As you can imagine, this requires a high degree of calibration and alignment, especially in AR. In VR, our brains often gloss over mismatches in time and space, because we have nothing to visually compare them to. In AR, we can see the virtual and real worlds simultaneously – an unforgiving standard that requires a high degree of accuracy.
North Star sets an even higher bar for accuracy and performance, since it must be maintained across a much wider field of view than any previous AR headset. To top it all off, North Star’s optics create a stereo-divergent off-axis distortion that can’t be modelled accurately with conventional radial polynomials.
North Star sets a high bar for accuracy and performance, since it must be maintained across a much wider field of view than any previous augmented reality headset. Click To TweetHow can we achieve this high standard? Only with a distortion model that faithfully represents the physical geometry of the optical system. The best way to model any optical system is by raytracing – the process of tracing the path rays of light travel from the light source, through the optical system, to the eye.[1] Raytracing makes it possible to simulate where a given ray of light entering the eye came from on the display, so we can precisely map the distortion between the eye and the screen.[2]
But wait! This only works properly if we know the geometry of the optical system. This is hard with modern small-scale prototyping techniques, which achieve price effectiveness at the cost of poor mechanical tolerancing (relative to the requirements of near-eye optical systems). In developing North Star, we needed a way to measure these mechanical deviations to create a valid distortion mapping.
One of the best ways to understand an optical system is… looking through it!. By comparing what we see against some real-world reference, we can measure the aggregate deviation of the components in the system. A special class of algorithms called “numerical optimizers” lets us solve for the configuration of optical components that minimizes the distortion mismatch between the real-world reference and the virtual image.

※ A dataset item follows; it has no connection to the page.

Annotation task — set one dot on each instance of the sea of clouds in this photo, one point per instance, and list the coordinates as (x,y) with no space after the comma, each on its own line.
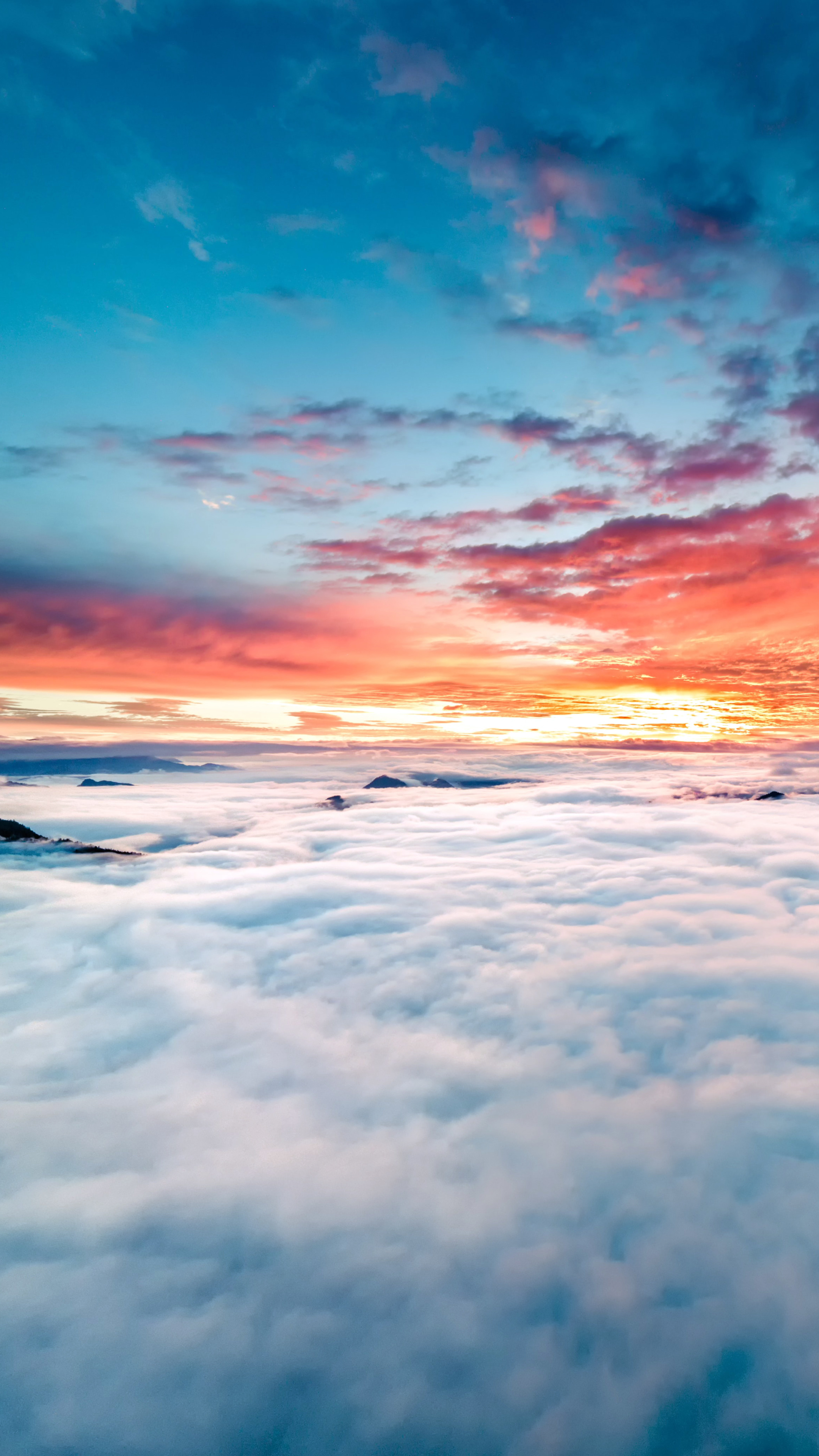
(461,1123)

Leap Motion North Star calibration combines a foundational principle of Newtonian optics with virtual jiggling. Click To TweetFor convenience, we found it was possible to construct our calibration system entirely in the same base 3D environment that handles optical raytracing and 3D rendering. We begin by setting up one of our newer 64mm camera modules inside the headset and pointing it towards a large flat-screen LCD monitor. A pattern on the monitor lets us to triangulate its position and orientation relative to the headset rig.
With this, we can render an inverted virtual monitor on the headset in the same position as the real monitor in the world. If the two versions of the monitor matched up perfectly, they would additively cancel out to uniform white.[3] (Thanks Newton!) The module can now measure this “deviation from perfect white” as the distortion error caused by the mechanical discrepancy between the physical optical system and the CAD model the raytracer is based on.

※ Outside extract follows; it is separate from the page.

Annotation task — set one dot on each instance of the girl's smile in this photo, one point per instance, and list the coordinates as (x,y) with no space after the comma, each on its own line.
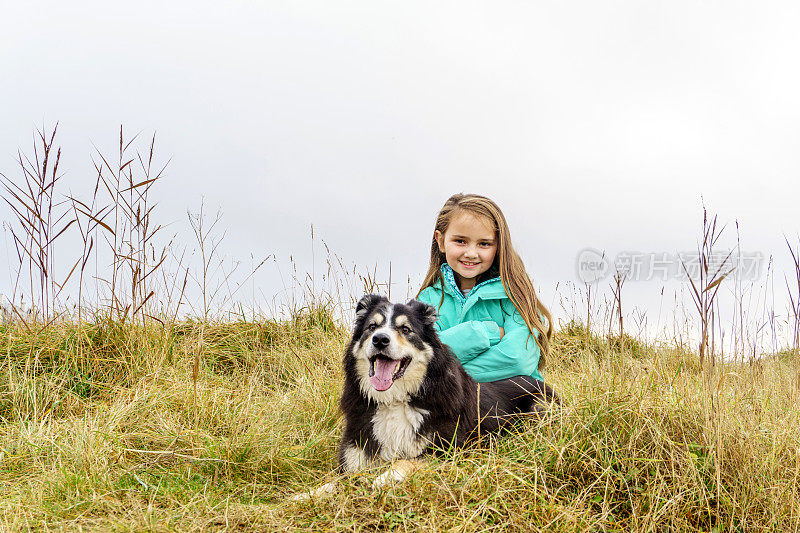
(469,246)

This “one-shot” photometric cost metric allows for a speedy enough evaluation to run a gradientless simplex Nelder-Mead optimizer in-the-loop. (Basically, it jiggles the optical elements around until the deviation is below an acceptable level.) While this might sound inefficient, in practice it lets us converge on the correct configuration with a very high degree of precision.[4]
This might be where the story ends – but there are two subtle ways that the optimizer can reach a wrong conclusion. The first kind of local minima rarely arises in practice.[5] The more devious kind comes from the fact that there are multiple optical configurations that can yield the same geometric distortion when viewed from a single perspective. The equally devious solution is to film each eye’s optics from two cameras simultaneously. This lets us solve for a truly accurate optical system for each headset that can be raytraced from any perspective.
In static optical systems, it usually isn’t worth going through the trouble of determining per-headset optical models for distortion correction. However, near-eye displays are anything but static. Eye positions change for lots of reasons – different people’s interpupillary distances (IPDs), headset ergonomics, even the gradual shift of the headset on the head over a session. Any one of these factors alone can hamper the illusion of augmented reality.
Fortunately, by combining the raytracing model with eye tracking, we can compensate for these inconsistencies in real-time for free![6] We’ll cover the North Star eye tracking experiments in a future blog post.